What Is the Ollama API?

Ollama is an MIT-licensed server that runs open-weight language models entirely on your own machine.
Because every request stays on-device, no text or metadata ever leaves your computer — ideal for confidential or regulated documents.
Your only costs are the graphics card (if you do not already have one) and the electricity your hardware consumes; the software and the models listed below are free.
There are therefore no per-token fees, rate limits or mandatory cloud accounts.


Step-by-Step Guide

The instructions below assume you have administrator rights on the host PC.

1. Install Ollama

  1. Download the Windows installer from the Ollama homepage and click Download.
    Ollama Homepage
  2. Click Download for Windows.
    Ollama Download
  3. Run the downloaded OllamaSetup.exe.

After installation, Ollama starts a background service listening on http://localhost:11434.


2. Download a Model

Open a terminal (or PowerShell) and pull one or more models: If you have a 16 GB GPU, try some these models to see which works best for you:

ollama pull mistral-small3.2:24b-instruct-2506-q4_K_M
ollama pull deepseek-r1:32b-qwen-distill-q4_K_M
ollama pull llama3.1:8b-instruct-q6_K
ollama pull gemma3:12b-it-q8_0
ollama pull mistral-nemo:12b-instruct-2407-q6_K
ollama pull mistral:7b-instruct-v0.3-fp16
ollama pull phi4:14b-q4_K_M

If you have a 24 GB (or larger) GPU, you can try instead:

ollama pull mistral-small3.2:24b-instruct-2506-q4_K_M
ollama pull deepseek-r1:32b-qwen-distill-q4_K_M
ollama pull llama3.1:8b-instruct-fp16
ollama pull mixtral:8x7b-instruct-v0.1-q3_K_M
ollama pull gemma3:27b-it-q4_K_M
ollama pull phi4:14b-q4_K_M
ollama pull mistral-nemo:12b-instruct-2407-q6_K
ollama pull mistral:7b-instruct-v0.3-fp16

Each command downloads the weights once and stores them under ~/.ollama/models/. Expect 8–20 GB per model, depending on size and quantisation level.

Pull Model


3. Start the Service Manually (Optional)

The installer registers a system service, but you can also run Ollama in the foreground:

ollama serve

You should then see:

Ollama server listening on 0.0.0.0:11434

Test your installation with:

curl http://localhost:11434/api/tags

A JSON list of local models confirms everything is working.

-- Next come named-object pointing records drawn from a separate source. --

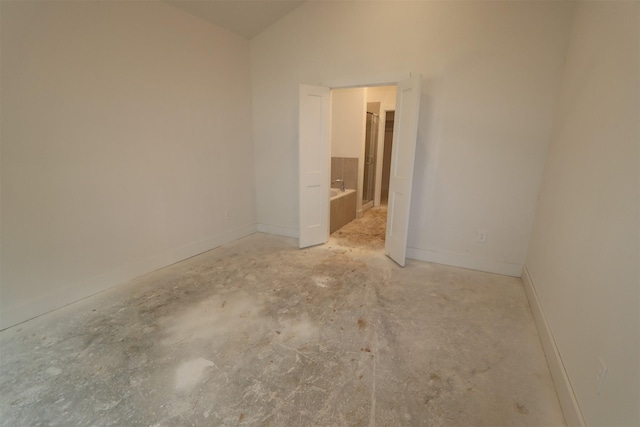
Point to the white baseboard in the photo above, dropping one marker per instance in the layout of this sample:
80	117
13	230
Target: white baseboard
61	296
465	261
278	230
570	407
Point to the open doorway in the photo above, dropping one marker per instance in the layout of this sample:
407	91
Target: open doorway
361	134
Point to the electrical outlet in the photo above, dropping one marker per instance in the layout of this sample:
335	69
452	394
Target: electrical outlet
601	374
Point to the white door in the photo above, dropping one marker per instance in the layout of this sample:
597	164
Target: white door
405	133
314	161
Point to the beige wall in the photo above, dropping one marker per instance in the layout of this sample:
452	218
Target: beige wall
584	254
491	76
126	146
386	96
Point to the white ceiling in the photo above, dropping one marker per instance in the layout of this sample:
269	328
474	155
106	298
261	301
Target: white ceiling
246	18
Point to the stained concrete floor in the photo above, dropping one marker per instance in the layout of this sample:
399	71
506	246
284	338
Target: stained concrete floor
259	332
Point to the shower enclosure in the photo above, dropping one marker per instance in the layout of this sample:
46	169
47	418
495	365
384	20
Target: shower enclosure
370	151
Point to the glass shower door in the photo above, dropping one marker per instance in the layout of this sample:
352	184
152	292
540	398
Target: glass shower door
370	150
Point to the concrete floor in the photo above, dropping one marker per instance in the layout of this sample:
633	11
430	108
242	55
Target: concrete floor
259	332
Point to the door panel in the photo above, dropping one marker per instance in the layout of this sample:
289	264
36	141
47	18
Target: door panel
314	164
402	161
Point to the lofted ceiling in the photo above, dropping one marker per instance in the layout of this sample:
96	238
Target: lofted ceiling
245	18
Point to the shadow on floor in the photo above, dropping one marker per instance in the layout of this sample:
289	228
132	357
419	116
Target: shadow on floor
367	231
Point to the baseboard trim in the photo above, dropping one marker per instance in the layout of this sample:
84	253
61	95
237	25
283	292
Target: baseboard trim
568	402
89	286
278	230
465	261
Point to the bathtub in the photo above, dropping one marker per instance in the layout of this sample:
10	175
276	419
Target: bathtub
343	208
336	193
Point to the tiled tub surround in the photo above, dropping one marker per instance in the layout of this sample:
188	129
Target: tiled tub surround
343	204
346	169
343	208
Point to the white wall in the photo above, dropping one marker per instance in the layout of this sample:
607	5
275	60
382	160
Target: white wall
584	254
126	146
348	126
491	73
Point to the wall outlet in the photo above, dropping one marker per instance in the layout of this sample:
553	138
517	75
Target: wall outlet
601	374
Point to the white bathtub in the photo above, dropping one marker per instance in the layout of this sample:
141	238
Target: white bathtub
336	193
343	208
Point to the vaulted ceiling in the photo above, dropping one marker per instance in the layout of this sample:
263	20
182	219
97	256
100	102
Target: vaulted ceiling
247	18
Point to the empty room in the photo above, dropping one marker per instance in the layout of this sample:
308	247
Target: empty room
170	172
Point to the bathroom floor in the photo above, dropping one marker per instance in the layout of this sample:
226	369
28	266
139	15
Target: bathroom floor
259	332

  • GPU: 16 GB VRAM (Nvidia RTX 4080 / 5080) or 24 GB VRAM (RTX 3090, 4090 or 5090)
  • System RAM: 16 GB or more
  • Storage: SSD with at least 20 GB free space — more if you keep many models

Ollama can run purely on the CPU, but responses will be much slower. Running Ollama on a non-local server (e.g. a home NAS or VPS) is possible, but securing a publicly reachable instance — TLS, authentication, firewalling — is beyond the scope of this guide.


5. Connect Panofind to Ollama

  1. Open Settings → Summary & Chat in Panofind.
  2. Tick Activate AI functionality to summarise texts or ask questions about them.
  3. Select Ollama (self-hosted) from the provider list.
  4. Leave the default endpoint http://127.0.0.1:11434/v1 or point to another host on your network.
  5. Click Save. The Summarise and Chat buttons will now appear in supported documents.

Even with a dedicated GPU, responses will generally be slower and of lower quality than those from commercial cloud services (which, of course, incur usage fees).

The first request after loading a model is slow because the weights must be transferred to the GPU. Subsequent requests are faster, but Ollama unloads an idle model after roughly four minutes; the next request will then reload it and be slower again.


You’re all set — enjoy fully private summarising and chatting with Panofind and Ollama!